Lire aussi : un extrait de Pense aux pierres sous tes pas


Puis, tandis qu’on pensait être sur des rails, qu’on croyait lire un « simple » roman explorant les limites et les interdits, Wauters explose totalement l’affaire. Fait basculer sa chronique familiale en affaire politique. Non qu’on abandonnerait au passage Léo ou Marcio, Paps ou Mams : Wauters fabrique au cordeau des fictions complexes où tout s’enchaîne, inéluctablement. On suivra jusqu’au bout les trajectoires parallèles de Léo et Marcio, quittant la cellule familiale, se retrouvant chez oncle Zio et tante Madde, dans une autre ferme, dans une autre ambiance, nettement plus bienveillante, mais, ici, ils se frotteront aux raisons d’État, aux impératifs TINA visant à réprimer les corps, à contraindre corps et pensées.

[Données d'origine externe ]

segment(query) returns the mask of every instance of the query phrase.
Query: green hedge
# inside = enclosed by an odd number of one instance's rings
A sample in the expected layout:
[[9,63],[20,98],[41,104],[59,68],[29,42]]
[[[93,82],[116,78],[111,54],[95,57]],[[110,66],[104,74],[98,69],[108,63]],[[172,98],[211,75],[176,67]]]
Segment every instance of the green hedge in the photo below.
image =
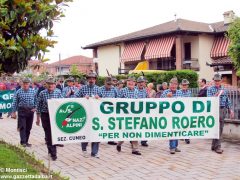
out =
[[[142,74],[131,74],[131,76],[135,76],[138,78]],[[154,72],[154,73],[144,73],[146,79],[148,82],[152,82],[155,85],[156,84],[161,84],[163,82],[168,82],[170,81],[171,78],[177,77],[178,82],[180,83],[182,79],[187,79],[190,82],[189,87],[190,88],[195,88],[198,87],[197,81],[198,81],[198,74],[195,71],[192,70],[175,70],[175,71],[166,71],[166,72]],[[116,78],[118,80],[120,79],[127,79],[127,77],[130,75],[117,75]],[[104,79],[105,77],[98,77],[97,84],[99,86],[104,84]]]

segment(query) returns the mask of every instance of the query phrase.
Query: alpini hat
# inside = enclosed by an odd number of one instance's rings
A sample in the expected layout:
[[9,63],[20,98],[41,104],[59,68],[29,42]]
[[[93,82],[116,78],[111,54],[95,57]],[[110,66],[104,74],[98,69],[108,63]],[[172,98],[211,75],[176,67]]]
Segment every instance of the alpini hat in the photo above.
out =
[[220,74],[215,74],[213,77],[214,81],[221,81],[221,79],[222,79],[222,76]]
[[97,74],[94,73],[94,72],[90,72],[90,73],[87,74],[86,77],[87,77],[87,78],[97,78]]
[[46,80],[46,83],[48,83],[48,84],[55,84],[55,79],[54,78],[48,78],[47,80]]
[[23,82],[23,83],[30,83],[31,80],[30,80],[29,78],[24,78],[22,82]]
[[105,83],[108,84],[108,85],[111,85],[112,84],[112,78],[111,77],[106,77]]
[[129,77],[127,78],[127,81],[134,81],[134,82],[136,82],[136,79],[135,79],[135,77],[133,77],[133,76],[129,76]]

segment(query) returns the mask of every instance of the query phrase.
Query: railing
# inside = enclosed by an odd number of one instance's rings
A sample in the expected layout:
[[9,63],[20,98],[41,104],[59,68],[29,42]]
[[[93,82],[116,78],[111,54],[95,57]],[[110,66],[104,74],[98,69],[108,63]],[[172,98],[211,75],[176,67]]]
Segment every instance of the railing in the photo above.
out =
[[120,69],[118,68],[118,74],[128,74],[131,69]]
[[158,67],[157,70],[166,70],[166,71],[169,71],[169,70],[176,70],[176,67],[175,66],[163,66],[163,67]]
[[199,71],[199,62],[197,58],[185,59],[183,61],[183,69],[191,69]]
[[[228,97],[231,100],[232,110],[234,111],[234,119],[240,120],[240,90],[236,88],[226,88],[228,90]],[[191,88],[193,97],[197,97],[199,88]],[[229,119],[230,115],[227,114],[226,119]]]

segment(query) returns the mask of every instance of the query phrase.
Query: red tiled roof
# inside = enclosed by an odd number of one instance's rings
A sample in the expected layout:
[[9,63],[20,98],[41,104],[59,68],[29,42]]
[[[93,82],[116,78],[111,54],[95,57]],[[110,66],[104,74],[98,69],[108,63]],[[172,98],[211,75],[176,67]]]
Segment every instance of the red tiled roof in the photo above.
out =
[[93,58],[89,58],[86,56],[72,56],[66,59],[61,60],[60,62],[54,62],[49,64],[50,66],[59,66],[59,64],[61,65],[73,65],[73,64],[92,64],[93,63]]
[[212,60],[212,64],[213,65],[218,65],[218,64],[223,64],[223,65],[227,65],[227,64],[232,64],[232,60],[230,57],[222,57],[216,60]]
[[107,39],[97,43],[93,43],[84,47],[84,49],[96,48],[98,46],[109,45],[114,43],[121,43],[126,41],[134,41],[143,38],[156,37],[165,34],[172,34],[176,32],[192,32],[192,33],[217,33],[226,31],[227,26],[224,22],[217,23],[203,23],[190,21],[185,19],[177,19],[176,21],[169,21],[157,26],[146,28],[133,33],[125,34],[115,38]]

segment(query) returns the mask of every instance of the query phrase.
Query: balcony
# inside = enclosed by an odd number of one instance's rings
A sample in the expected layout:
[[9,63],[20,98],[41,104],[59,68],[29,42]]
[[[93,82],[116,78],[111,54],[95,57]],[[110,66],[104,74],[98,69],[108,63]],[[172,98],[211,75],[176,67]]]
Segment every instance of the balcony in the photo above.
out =
[[185,59],[182,64],[183,69],[199,71],[199,61],[197,58]]
[[131,71],[131,69],[121,69],[121,68],[118,68],[118,74],[120,74],[120,75],[128,74],[129,71]]

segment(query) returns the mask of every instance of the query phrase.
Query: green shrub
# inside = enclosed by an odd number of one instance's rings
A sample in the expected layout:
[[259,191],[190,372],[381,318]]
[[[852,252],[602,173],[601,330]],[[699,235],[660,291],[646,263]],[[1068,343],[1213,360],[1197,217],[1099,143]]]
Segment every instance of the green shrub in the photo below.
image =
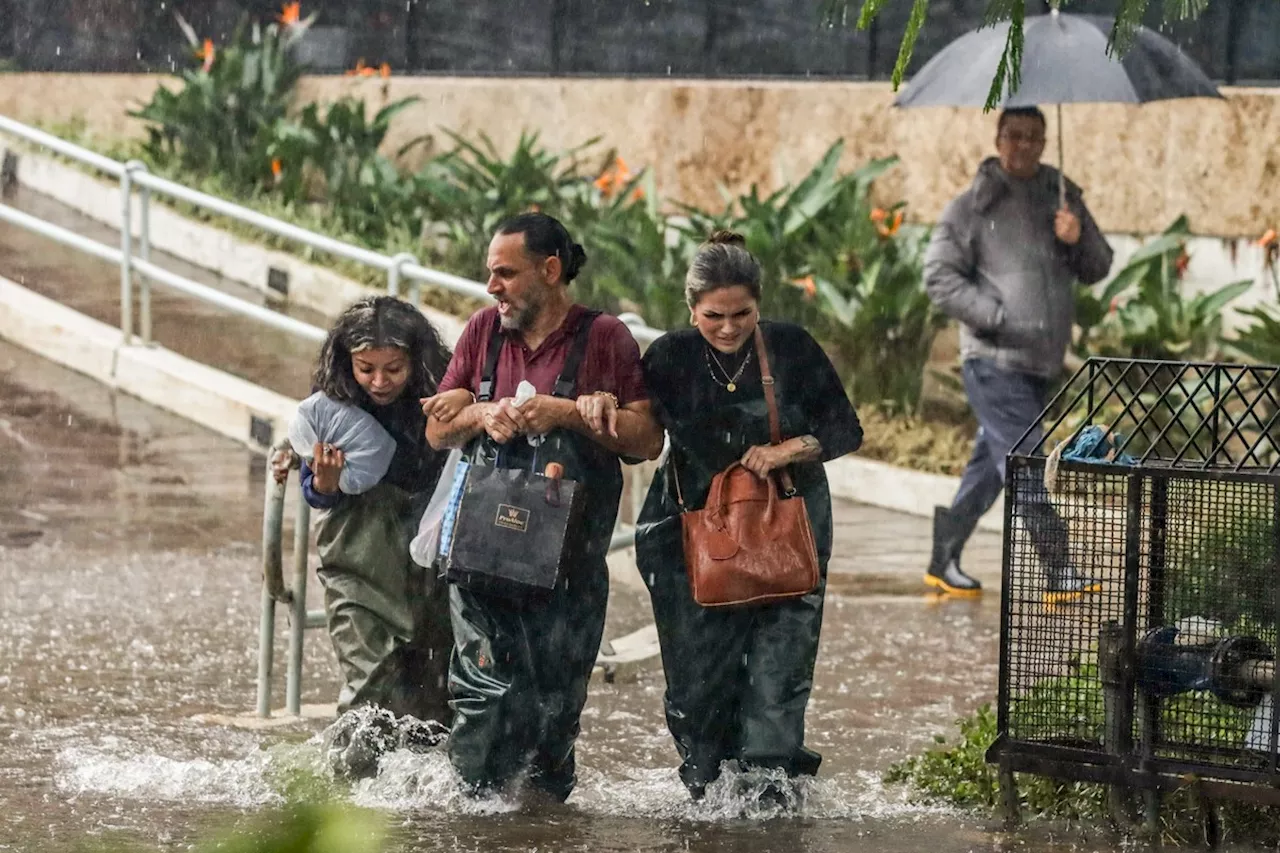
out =
[[1076,322],[1081,356],[1214,361],[1222,356],[1222,309],[1252,286],[1237,281],[1188,297],[1183,273],[1190,228],[1179,216],[1143,246],[1095,295],[1077,290]]
[[246,18],[218,48],[212,40],[202,42],[179,16],[204,62],[182,71],[180,88],[157,87],[150,103],[130,113],[148,125],[147,158],[198,175],[218,174],[238,192],[269,186],[273,145],[288,133],[286,116],[302,74],[292,47],[312,20],[263,27]]

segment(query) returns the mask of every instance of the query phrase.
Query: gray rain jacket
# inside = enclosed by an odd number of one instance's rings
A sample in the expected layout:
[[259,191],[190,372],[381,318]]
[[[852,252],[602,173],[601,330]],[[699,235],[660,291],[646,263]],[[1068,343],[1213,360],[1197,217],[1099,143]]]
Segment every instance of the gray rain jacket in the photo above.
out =
[[1050,166],[1022,180],[989,157],[943,210],[925,253],[925,287],[960,322],[963,358],[1050,379],[1061,372],[1075,321],[1073,288],[1105,278],[1112,255],[1071,181],[1066,198],[1080,219],[1074,246],[1053,233],[1058,170]]

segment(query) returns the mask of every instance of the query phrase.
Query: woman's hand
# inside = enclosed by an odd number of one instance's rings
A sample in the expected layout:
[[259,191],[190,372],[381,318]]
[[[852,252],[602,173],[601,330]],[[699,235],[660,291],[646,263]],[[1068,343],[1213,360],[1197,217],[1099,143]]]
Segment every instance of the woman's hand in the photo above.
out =
[[311,488],[322,495],[338,493],[338,475],[345,463],[342,451],[332,444],[316,442],[315,456],[311,459]]
[[577,407],[582,422],[596,435],[608,432],[613,438],[618,437],[617,397],[603,391],[584,394],[578,398]]
[[293,448],[286,444],[275,449],[271,454],[270,464],[272,478],[277,484],[284,485],[285,480],[289,479],[289,469],[297,467],[297,456],[294,455]]
[[782,445],[758,444],[747,449],[739,460],[743,468],[761,479],[791,462],[791,452]]
[[475,399],[475,396],[466,388],[454,388],[443,394],[423,397],[418,402],[422,404],[422,414],[447,424],[456,418],[459,412],[474,403]]

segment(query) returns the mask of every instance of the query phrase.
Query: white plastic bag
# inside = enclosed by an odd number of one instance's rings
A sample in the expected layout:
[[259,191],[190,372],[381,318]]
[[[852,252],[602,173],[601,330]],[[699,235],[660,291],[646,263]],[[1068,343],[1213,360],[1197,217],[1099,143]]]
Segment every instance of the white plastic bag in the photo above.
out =
[[461,450],[449,451],[444,468],[440,470],[440,479],[436,481],[436,490],[431,493],[427,509],[422,513],[422,521],[418,523],[418,535],[409,543],[409,556],[424,569],[431,568],[440,555],[440,534],[444,529],[445,510],[448,509],[449,493],[453,489],[458,463],[461,461]]
[[293,452],[308,465],[315,455],[316,442],[332,444],[342,451],[344,462],[338,488],[348,495],[363,494],[376,486],[396,455],[396,440],[373,415],[319,392],[298,404],[298,413],[289,424]]

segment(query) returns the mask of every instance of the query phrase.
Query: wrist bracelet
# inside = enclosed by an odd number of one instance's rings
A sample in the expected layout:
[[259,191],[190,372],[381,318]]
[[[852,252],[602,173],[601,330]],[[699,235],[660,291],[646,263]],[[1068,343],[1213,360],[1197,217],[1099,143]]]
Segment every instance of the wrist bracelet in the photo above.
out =
[[620,409],[620,408],[622,408],[621,404],[619,404],[619,403],[618,403],[618,398],[617,398],[617,396],[616,396],[616,395],[614,395],[614,394],[610,394],[608,391],[597,391],[597,392],[595,392],[595,396],[597,396],[597,397],[608,397],[610,400],[612,400],[612,401],[613,401],[613,406],[614,406],[614,408],[615,408],[615,409]]

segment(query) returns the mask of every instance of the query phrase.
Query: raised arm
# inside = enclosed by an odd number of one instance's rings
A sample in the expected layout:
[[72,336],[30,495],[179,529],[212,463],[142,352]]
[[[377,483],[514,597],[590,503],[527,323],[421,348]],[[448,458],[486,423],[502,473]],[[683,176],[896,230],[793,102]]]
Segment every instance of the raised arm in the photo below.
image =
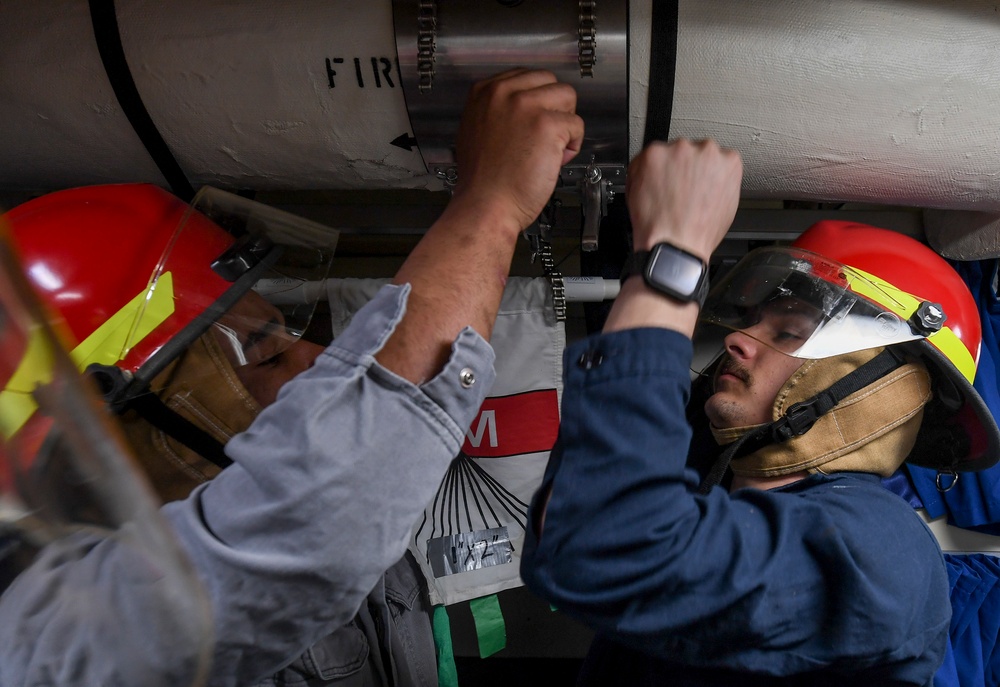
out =
[[519,232],[579,147],[574,107],[547,72],[474,87],[462,182],[400,269],[408,287],[380,290],[226,445],[233,465],[164,507],[213,601],[210,684],[256,684],[287,665],[403,555],[489,390],[483,336]]
[[[739,154],[714,141],[680,139],[647,146],[629,165],[625,190],[635,250],[667,241],[707,263],[732,224],[742,178]],[[697,319],[696,303],[667,298],[636,277],[622,284],[604,333],[661,327],[690,338]],[[545,523],[547,485],[538,498],[539,530]]]
[[396,275],[413,291],[376,356],[430,379],[470,326],[489,339],[521,231],[552,195],[583,140],[576,92],[547,71],[515,69],[473,86],[458,137],[458,186]]
[[[708,262],[736,215],[742,177],[739,154],[711,140],[647,146],[629,166],[625,190],[635,249],[667,241]],[[622,284],[604,331],[665,327],[690,337],[697,319],[696,304],[665,298],[634,278]]]

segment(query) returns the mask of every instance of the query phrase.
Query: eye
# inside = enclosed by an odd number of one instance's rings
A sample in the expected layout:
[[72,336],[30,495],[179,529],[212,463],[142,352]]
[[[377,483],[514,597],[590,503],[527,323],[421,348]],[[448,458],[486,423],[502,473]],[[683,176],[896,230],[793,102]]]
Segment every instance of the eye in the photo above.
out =
[[275,355],[272,355],[270,358],[261,360],[259,363],[257,363],[257,367],[277,367],[278,363],[281,362],[281,356],[282,356],[281,353],[277,353]]
[[774,335],[775,341],[802,341],[804,337],[798,332],[782,330]]

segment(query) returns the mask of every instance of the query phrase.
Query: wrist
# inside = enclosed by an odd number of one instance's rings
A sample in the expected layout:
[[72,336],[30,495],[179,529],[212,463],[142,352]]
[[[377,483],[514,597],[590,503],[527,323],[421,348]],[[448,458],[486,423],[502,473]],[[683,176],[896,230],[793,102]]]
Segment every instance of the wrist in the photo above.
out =
[[463,193],[452,197],[441,217],[464,226],[488,228],[493,233],[516,240],[534,218],[525,222],[512,207],[511,203]]
[[708,263],[667,241],[651,250],[636,250],[625,261],[621,280],[641,276],[642,283],[663,298],[701,307],[708,294]]
[[659,327],[692,336],[698,321],[698,304],[681,303],[651,289],[642,279],[622,282],[621,291],[604,322],[605,333]]

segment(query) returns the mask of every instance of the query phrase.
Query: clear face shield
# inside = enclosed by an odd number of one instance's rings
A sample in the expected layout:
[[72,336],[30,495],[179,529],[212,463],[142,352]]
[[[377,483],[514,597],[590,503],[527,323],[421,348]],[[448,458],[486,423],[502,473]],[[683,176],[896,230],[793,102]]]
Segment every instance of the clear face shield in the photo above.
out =
[[[168,333],[138,367],[132,388],[159,391],[166,382],[157,375],[208,332],[234,368],[265,363],[294,345],[318,298],[281,295],[327,277],[338,236],[316,222],[203,188],[157,262],[119,354],[127,363],[147,336]],[[258,284],[267,285],[266,295]],[[171,318],[179,324],[171,326]]]
[[[209,609],[0,230],[0,662],[27,670],[57,651],[78,677],[202,684]],[[170,647],[143,639],[150,623]]]
[[734,331],[796,358],[829,358],[924,338],[918,301],[878,278],[807,251],[759,248],[712,288],[695,335],[703,374]]

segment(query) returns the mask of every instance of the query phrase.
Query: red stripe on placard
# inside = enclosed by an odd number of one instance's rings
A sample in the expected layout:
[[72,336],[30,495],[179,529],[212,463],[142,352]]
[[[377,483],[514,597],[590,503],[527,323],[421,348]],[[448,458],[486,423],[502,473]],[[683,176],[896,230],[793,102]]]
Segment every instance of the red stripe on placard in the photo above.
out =
[[465,434],[462,451],[473,458],[499,458],[548,451],[559,433],[555,389],[497,396],[483,401]]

Le récit de Wauters prenant alors des allures de fiction collective. De nouveau, on se retrouve en bande. On organise sa vie. On défriche les terres. On cultive des fraises parce qu’on aime les fraises. On agence soi-même sa vie selon comme elle va, selon comme elle vient. Pas d’autre projet politique que celui-ci. Pas d’autre projet que d’être maître de son corps. Maître de sa vie. Parce qu’on est épris de liberté. Parce qu’être libres nous donne bon. Impossible, ici, de ne pas penser à la destruction de la ZAD, à Notre-Dame-des-Landes.

Ça pourrait tourner à « fable naïve ». Mais heureusement non. Wauters est subtil. N’a que faire des discours du genre « nous les bons, eux les méchants ». Sait que la vie, pour persister, a besoin d’arrangements. S’invente au jour le jour autrement qu’à coups de slogans. Pense aux pierres sous tes pas se terminant, alors, de manière ouverte, dans un accommodement provisoire, malgré les morts, les pertes sèches, entre « zadistes » et appareil d’État, Paps et Mams étant aussi des puits d’amour.